I decided to simplify my problem using a three-fold approach.
Fold one… compress and zip. Most modern zip programs allow you to, through some clever and somewhat hidden options, create large zip files that break into parts. So on, say, my 2006 photos (which I was just working on and know the numbers offhand) a folder with 26GB of photos, I compress and break it into one zip file with 260 x 100MB parts. In the end of this effort I have one archive made up of two-hundred and sixty files — not compressed much because a lot of the files are JPGs and already compressed — rather than the eight-thousand or so files and folders I had before.
Fold two… parity file creation. A little trick I learned back in the days when I would occasionally download stuff from newsgroups was the parity file. A clever little program takes a collection of files — a set of zip-parts, for example — and analyzes them. The result is a collection of parity files — PAR files. The point parity files is that, if anything is damaged in storage or transfer of the original files, the information to restore everything back up to working order — with up to (default settings) 10% degradation of the originals — can be quickly done if you have parity files in their place. Don’t ask me about the math or science… it just works. But I’ve been taking my large collections of zip-parts, sub-dividing them into (max) 100-part groups, then creating 10% parity files based on those originals.

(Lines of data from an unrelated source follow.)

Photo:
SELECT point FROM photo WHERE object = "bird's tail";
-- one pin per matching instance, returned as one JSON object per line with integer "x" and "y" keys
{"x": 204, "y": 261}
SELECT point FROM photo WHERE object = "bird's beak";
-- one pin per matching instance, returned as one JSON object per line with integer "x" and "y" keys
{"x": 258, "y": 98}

Fold three… multiple and scattered backups. When I’m done running all the little compressions and parity software, a process that will take hours and hours of CPU time before it’s done, I’ll have somewhere between 2000 files representing 180GB of data. The plan — as I’ve slowly started implementing already — is to create at least two copies of each of those files somewhere; maybe DVDs, maybe external drives, maybe scattered on a couple of cloud-services. If disaster every strikes and I lose my original Picassa folder, I find the parts to rebuild that collection. If some of those files are damaged, I look to the second backup. And if both copies of the backup are damaged, I rebuild it with the parity files.
It is an epic effort, but ten years of photography — and an ongoing plan for keeping future photos safe — is probably worth it.